Yes... but, Nvidia is basically the single supplier of the hardware everyone wants to use. That gives them quite a bit of leverage, in any price negotiations.

10k GPUs is a lot of money for a company that (I think) is still making losses. If we assume about $20k each (including the servers to host them), that's a cool $200M. Only about 1% of what he paid for Twitter, but probably a multiple of Twitter's annual hardware spend.


Somehow, I had a figure of $18k in mind. Not sure if I'm misremembering that or maybe the street price has shot way up since then. shopping.google.com shows prices anywhere from $28.5k to ebay prices of $43k or more.

Then, I thought I'd see what Dell's list price is, so I popped over to dell.com and looked at the price of adding one to a PowerEdge R750xa. They want an absolutely astounding $86,250 per H100 PCIe card, and they make you add a minimum of 2 GPUs to the chassis!!! Having a decent amount of experience with Dell servers at my job, I know they like big markups for add-ons, but I'm still pretty stunned by that one.

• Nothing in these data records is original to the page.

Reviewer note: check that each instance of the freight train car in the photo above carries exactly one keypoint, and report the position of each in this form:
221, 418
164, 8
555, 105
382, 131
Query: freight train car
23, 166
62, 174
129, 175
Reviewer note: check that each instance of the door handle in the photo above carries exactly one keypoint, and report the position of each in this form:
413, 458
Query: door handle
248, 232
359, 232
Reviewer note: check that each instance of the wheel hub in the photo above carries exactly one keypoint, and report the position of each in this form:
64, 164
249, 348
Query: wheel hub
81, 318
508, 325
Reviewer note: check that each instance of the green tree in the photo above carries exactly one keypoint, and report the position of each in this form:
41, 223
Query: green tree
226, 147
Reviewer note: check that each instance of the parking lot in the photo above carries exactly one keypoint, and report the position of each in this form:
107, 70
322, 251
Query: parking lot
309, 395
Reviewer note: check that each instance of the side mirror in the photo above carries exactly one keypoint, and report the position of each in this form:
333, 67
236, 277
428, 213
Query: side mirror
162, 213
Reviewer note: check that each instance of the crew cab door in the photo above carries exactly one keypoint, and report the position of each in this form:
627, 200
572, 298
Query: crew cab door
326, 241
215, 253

If you know anything about these, you're probably aware that the PCIe cards aren't even the best type of H100. What you really want are the SXM version. And a further irony is that a pair of the current H100's cannot even run GPT-3, which is why Nvidia recently announced a refresh of its H100 with more memory, due out in Q3.
^ i got my first 2 pcie H100s for testing a couple of months ago, i paid 15k USD ea. they were a bit cheaper because they were for ... well, testing lol. now an 8 card sxm5 dual geno server with 8 h100 is around 250k usd and the pcie version is about 230k usd. mind you my deployment is pretty big so im saving some money. The 700w tdp on the sxm5 cards is outrageous, the new NVL 96gb (dual so 192gb per "pair") is going to be where is at. for LLM models the a6000 is still best bang for your buck. scumbags at nvidia took nvlink off the 4090 and ada 6000 so larger models you have to block up and do some funky stuff to make it work .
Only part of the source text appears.